When we had to watch the scenes of slaughter houses and the shelters killing overflow animals, I felt immense despair and the desire to do something to help the animals but knowing I could do nothing. I felt helpless and willingly ignorant because I know these things occur but I just don’t think about them. I felt overwhelmed and unable to comprehend the sheer cruelty of humans in three different scenes in particular. The first was when we watched those wretched man throw that poor, stray dog into the back of the trash truck. I couldn’t watch. What kind of person throws away a living being? The dog probably just wanted love. Even when he was sitting in the back of the truck, not really understanding what those men were going to do to him, he looked up at the men, looking for love or even just affection. This display of distilled cruelty was horrifying (I’m crying just thinking about the scene again). These men prove Leonardo da Vinci’s words true, “truly man is the king of beasts, for his brutality exceeds theirs. We live by the deaths of others” (230).




Another scene that left me speechless and shaken and sitting in abject horror was when that cow was writhing on the ground in his own blood with his trachea and esophagus out of his body. And yet the men just stood around and did nothing. I hope I’m never so desensitized to others suffering that I’m able to do that. The last scene that really made me just want to check out emotionally for the rest of the day was when we had to watch the dolphin hunting. Dolphins are animals that are completely devoted to their family, and for humans to use that against them is unspeakably cruel. Then they go on to drag these suffering creatures through the streets as they bleed out struggling and in the incredible amounts of pain. The way the people go on with their lives ignoring the Dolphins is unimaginable to me. Watching the scenes I felt inferior, useless, sorrowful, desolate, mournful and pessimistic. And I also felt resentful and infuriated with these people who could just stand by and watch.



Personally, I wasn’t really able to come back to feeling compassion through being with what is like from Dass would say or find the equanimity that Siddhartha found. My mind was mostly consumed with the sounds and sights of immense suffering. The squeals the pigs screamed in the terrified screeching of the cattle filled my ears leaving me feeling desolate and helpless once again.

I have to agree again with Greyson when he writes that, “watching the scenes of humans mindlessly mutilating and inflicting pain on the animals finally pushed me over the edge.” Now, to be fair, I was probably already over the edge, but these scenes just exemplified and exacerbated the senseless cruelty. These animals are already destined for the slaughterhouse. They do not need humans to make that path any worse.

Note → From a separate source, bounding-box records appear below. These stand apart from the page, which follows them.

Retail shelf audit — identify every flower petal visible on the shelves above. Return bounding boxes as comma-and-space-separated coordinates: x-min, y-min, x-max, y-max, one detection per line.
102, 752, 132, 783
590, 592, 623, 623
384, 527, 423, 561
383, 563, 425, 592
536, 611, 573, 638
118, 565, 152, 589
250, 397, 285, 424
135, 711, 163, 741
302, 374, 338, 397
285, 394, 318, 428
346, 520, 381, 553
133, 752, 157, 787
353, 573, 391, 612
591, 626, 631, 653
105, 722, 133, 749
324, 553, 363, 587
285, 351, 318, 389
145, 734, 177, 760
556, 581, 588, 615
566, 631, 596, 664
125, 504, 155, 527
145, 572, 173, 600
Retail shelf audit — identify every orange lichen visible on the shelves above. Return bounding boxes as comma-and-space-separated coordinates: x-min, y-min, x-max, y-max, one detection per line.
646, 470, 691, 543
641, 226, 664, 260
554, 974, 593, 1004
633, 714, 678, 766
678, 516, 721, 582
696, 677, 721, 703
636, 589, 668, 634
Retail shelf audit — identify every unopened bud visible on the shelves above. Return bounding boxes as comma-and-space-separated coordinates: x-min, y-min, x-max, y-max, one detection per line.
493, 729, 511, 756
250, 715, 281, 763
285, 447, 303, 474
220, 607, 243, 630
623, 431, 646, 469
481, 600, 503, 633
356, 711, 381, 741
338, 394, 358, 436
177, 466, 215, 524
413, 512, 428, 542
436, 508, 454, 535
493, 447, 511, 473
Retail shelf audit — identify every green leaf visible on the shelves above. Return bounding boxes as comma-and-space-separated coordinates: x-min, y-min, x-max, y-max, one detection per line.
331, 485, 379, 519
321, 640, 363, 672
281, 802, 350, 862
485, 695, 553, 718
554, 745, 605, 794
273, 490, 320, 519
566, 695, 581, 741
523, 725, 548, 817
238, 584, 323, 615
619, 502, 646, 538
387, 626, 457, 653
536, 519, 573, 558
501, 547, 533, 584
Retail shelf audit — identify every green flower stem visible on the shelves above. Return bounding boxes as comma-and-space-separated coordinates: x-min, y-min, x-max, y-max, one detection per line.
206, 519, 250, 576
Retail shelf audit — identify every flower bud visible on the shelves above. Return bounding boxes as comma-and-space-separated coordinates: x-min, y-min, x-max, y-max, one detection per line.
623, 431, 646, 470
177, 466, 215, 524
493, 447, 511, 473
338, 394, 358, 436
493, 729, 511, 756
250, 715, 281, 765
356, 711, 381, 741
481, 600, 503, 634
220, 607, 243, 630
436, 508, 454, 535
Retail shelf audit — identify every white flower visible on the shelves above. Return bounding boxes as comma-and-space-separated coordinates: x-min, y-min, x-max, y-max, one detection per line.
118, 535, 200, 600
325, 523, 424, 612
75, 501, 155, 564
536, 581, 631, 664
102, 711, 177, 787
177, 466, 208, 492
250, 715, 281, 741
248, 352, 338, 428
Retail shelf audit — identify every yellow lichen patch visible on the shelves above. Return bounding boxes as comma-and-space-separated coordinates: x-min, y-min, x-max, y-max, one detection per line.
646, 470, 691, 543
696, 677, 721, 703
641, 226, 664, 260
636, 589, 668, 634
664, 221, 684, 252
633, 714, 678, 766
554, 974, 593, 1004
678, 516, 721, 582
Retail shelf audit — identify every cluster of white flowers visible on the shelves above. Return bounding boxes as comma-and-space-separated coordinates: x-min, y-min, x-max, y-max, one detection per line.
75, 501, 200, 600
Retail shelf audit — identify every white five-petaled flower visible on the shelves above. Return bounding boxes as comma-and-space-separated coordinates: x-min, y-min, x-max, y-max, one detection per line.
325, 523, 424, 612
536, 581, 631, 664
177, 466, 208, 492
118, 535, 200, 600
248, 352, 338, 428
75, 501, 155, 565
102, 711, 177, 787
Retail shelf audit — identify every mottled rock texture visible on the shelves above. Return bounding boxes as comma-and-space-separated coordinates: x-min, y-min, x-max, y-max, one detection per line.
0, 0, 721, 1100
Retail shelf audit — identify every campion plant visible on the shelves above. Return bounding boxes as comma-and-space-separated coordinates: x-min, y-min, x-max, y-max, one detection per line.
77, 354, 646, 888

One thing the documentary did say that I was dumbstruck by was that, “several pet owners feel, particularly men for some reason, that neutering a pet emasculates the owner somehow” (200). What kind of ignorant, self-conscious insecure man (or woman) does it take to selfishly not neutering pets to feel better about yourself? In doing this, you are potentially dooming the offspring of your beloved pet to a short, unhappy life. I think this is despicable.


I hope that I can be more like the boy in the starfish story. But even though there were hundreds of starfish that needed to be saved, the boy was not deterred when a man pointed out the futility of his efforts. Instead, after returning a single starfish to the sea the boy replied to the man, “I made a difference for that one” (246).